Reaction 1: \(2\text{Fe} + \text{O}_2 ⇒ 2\text{FeO} \Delta G^\circ_1 = -527400 + 128T\)
Reaction 2: \(2\text{Ni} + \text{O}_2 ⇒ 2\text{NiO} \Delta G^\circ_2 = -471200 + 172T\)
We need the reduction of NiO, so we reverse Reaction 2: Reverse Reaction 2: \(2\text{NiO} ⇒ 2\text{Ni} + \text{O}_2 \Delta G^\circ = -\Delta G^\circ_2 = -(-471200 + 172T)\)
Now, we add Reaction 1 and the reversed Reaction 2:
\[ (2\text{Fe} + \text{O}_2) + (2\text{NiO}) ⇒ (2\text{FeO}) + (2\text{Ni} + \text{O}_2) \] The overall reaction is: \(2\text{Fe} + 2\text{NiO} ⇒ 2\text{FeO} + 2\text{Ni}\). The Gibbs free energy for this reaction is \(\Delta G^\circ_{rxn} = \Delta G^\circ_1 - \Delta G^\circ_2\). The reaction is spontaneous (i.e., Fe can reduce NiO) if \(\Delta G^\circ_{rxn}<0\), which means \(\Delta G^\circ_1<\Delta G^\circ_2\).
Step 3: Detailed Calculation:
We set up the inequality \(\Delta G^\circ_1<\Delta G^\circ_2\): \[ -527400 + 128T<-471200 + 172T \] Now, solve for T. \[ -527400 + 471200<172T - 128T \] \[ -56200<44T \] \[ T>\frac{-56200}{44} \] \[ T>-1277.27 \text{ K} \] Since the temperature T must be positive in the Kelvin scale (\(T \ge 0\)), this inequality is true for all physically possible temperatures.
Step 4: Final Answer:
The condition for Fe to reduce NiO is always met.
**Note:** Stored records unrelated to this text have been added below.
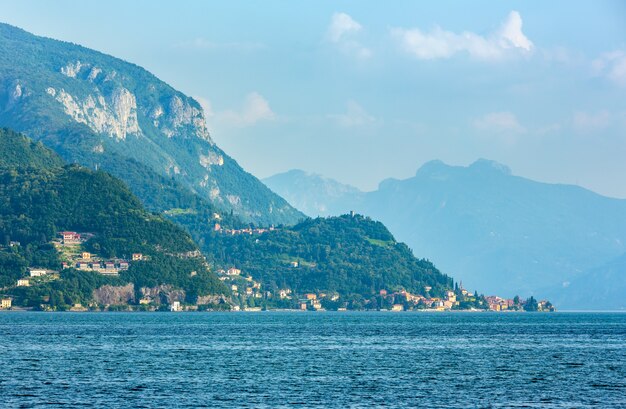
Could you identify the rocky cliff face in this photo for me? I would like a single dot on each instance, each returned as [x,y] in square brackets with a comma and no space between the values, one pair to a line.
[100,111]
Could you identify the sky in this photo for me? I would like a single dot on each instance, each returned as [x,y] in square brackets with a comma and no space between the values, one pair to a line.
[361,91]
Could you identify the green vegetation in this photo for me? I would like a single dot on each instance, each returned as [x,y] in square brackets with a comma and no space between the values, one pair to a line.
[347,255]
[162,166]
[36,203]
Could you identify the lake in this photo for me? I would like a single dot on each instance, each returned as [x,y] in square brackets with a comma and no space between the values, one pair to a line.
[313,359]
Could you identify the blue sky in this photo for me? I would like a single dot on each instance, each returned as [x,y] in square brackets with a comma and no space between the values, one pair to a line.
[364,90]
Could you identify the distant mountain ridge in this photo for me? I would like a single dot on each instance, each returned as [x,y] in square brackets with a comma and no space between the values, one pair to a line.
[495,231]
[100,111]
[313,194]
[40,197]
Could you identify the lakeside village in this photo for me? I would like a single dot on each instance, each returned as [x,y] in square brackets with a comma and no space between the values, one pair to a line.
[249,295]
Therefore, Fe can reduce NiO at all temperatures.
Step 5: Why This is Correct:
The calculation shows that the Gibbs free energy for the oxidation of iron is always more negative than that for the oxidation of nickel, for any positive temperature. This means the Ellingham line for Fe is always below the line for Ni, making Fe a better reducing agent for NiO at all temperatures.